Died November 8, 2003 Serving During Operation Iraqi Freedom


32, of Hardin, Texas; assigned to 1st Battalion, 16th Infantry Regiment, 1st Infantry Division, based in Fort Riley, Kan.; killed Nov. 8 while riding in a Bradley Fighting Vehicle that hit an improvised explosive device in Fallujah, Iraq.

Soldier from Texas killed in Iraq

Associated Press

A soldier from Texas was killed in Iraq, Department of Defense officials said Monday.

Staff Sgt. Gary L. Collins, 32, of Hardin was killed Nov. 8 while riding in a Bradley fighting vehicle that hit an improvised explosive device, DOD officials said.

Collins was a member of the 1st Battalion, 16th Infantry Regiment, 1st Infantry Division, based in Fort Riley, Kan.

“He believed in what the military stands for and I guess in a way he felt like he was protecting the world,” his father, Don Collins of Sam Rayburn, said in a story in the Beaumont (Texas) Enterprise.

He said his son was a professional soldier and had been in the infantry since getting out of boot camp.

“The thing I always saw with him — he was very much a man of honor and a good young man,” Don Collins said. “I figured his odds of surviving were way better than the average person that hadn’t had the training he had.”

“He was just a very dedicated young man that felt like the cause he was fighting was a just cause,” Don Collins said. “His spirit will live with me — even though it’s a big hole in my heart — with me forever.
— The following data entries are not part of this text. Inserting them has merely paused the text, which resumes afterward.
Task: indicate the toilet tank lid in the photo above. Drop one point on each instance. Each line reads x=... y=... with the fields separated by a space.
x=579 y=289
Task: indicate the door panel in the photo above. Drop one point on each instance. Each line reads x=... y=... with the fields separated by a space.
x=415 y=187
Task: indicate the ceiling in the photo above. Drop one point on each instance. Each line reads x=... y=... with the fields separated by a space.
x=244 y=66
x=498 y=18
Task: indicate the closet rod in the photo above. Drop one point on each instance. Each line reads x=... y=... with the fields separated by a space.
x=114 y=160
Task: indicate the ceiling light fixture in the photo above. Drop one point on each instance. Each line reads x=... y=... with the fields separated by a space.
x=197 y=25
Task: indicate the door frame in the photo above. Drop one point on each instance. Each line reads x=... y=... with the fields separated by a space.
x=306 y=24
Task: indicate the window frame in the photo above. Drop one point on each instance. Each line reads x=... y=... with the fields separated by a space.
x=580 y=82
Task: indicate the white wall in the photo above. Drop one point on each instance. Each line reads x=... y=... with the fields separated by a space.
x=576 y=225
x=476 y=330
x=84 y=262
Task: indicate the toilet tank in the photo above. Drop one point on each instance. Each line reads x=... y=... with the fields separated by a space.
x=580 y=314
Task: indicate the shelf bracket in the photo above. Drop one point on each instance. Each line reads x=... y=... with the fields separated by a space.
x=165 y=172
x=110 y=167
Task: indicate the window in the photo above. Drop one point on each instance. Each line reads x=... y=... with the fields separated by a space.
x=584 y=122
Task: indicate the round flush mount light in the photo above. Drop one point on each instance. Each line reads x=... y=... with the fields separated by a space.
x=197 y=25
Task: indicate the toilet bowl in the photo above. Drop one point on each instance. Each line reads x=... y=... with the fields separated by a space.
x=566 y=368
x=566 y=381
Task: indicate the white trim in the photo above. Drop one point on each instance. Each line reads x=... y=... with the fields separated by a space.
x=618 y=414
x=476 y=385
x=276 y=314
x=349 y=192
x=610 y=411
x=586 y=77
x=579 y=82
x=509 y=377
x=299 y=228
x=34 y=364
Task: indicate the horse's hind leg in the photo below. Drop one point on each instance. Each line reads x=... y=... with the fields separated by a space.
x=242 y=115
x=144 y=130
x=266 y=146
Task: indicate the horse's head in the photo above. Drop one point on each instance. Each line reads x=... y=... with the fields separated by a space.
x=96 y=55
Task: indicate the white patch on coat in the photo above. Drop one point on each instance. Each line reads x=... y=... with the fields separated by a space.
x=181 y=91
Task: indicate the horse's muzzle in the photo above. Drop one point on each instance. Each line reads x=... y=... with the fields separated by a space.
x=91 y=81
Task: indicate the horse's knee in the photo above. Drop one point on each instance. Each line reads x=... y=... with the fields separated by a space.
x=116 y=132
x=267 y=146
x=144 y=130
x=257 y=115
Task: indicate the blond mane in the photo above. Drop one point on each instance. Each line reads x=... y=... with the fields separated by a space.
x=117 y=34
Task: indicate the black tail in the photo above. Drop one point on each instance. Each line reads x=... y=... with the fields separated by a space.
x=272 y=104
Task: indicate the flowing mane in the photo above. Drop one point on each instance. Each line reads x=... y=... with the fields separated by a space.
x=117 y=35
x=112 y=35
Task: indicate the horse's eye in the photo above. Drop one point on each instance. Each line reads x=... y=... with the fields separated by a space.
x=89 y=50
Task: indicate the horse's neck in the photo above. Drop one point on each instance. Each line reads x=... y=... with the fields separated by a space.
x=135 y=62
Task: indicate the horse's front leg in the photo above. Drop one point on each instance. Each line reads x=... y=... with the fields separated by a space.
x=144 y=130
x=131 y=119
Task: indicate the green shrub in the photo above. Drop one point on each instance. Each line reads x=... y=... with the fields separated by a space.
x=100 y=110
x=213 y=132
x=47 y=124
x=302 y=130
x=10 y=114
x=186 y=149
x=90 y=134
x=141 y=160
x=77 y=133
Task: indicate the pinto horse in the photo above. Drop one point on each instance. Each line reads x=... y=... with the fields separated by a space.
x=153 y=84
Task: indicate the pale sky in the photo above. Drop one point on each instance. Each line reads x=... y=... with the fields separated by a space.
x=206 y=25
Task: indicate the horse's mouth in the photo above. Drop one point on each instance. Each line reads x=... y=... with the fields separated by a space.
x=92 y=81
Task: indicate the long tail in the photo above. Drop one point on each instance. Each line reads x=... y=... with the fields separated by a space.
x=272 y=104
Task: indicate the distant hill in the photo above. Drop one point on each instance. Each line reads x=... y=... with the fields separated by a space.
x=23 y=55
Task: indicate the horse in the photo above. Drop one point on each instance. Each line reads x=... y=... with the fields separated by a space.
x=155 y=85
He was just a hell of a man.”

Gary Collins graduated from Magnolia High School. Survivors include his wife, Kassie, and two daughters, 8-year-old Taylor and 6-year-old Landry.
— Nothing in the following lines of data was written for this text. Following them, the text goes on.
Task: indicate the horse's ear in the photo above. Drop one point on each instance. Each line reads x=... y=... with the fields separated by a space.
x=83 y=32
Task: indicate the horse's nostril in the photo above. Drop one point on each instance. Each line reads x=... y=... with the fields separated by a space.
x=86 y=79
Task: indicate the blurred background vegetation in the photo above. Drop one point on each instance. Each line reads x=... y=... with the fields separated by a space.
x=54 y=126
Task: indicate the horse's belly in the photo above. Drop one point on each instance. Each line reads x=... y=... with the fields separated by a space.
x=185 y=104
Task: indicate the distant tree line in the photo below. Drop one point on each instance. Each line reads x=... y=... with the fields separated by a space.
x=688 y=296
A memorial service was scheduled for Nov. 11 at Fort Riley. Collins will be buried at Arlington National Cemetery, his father said.

A woman who answered the phone at the Collins home referred questions to the family’s casualty affairs officer, Capt. Anthony Beville.

Beville said Collins had been in the Army 12 years and in Iraq since September.

He was commander of the vehicle in which he was riding, Beville said. He said the device that hit the vehicle was like a homemade bomb.

“There are a multitude of varieties that the Iraqis are putting together and thinking of new ways to make them all the time. It’s one of the most prominent causes of most of the deaths.”

Collins’ gunner also was killed in the accident and another soldier was wounded, he said.

Collins was posthumously promoted to sergeant first class, Beville said. He was an Army Ranger and had received seven Army Achievement medals, three Army Commendation medals and had a prestigious expert infantry badge, Beville said.

Hardin is a town of about 600 people some 55 miles northeast of Houston.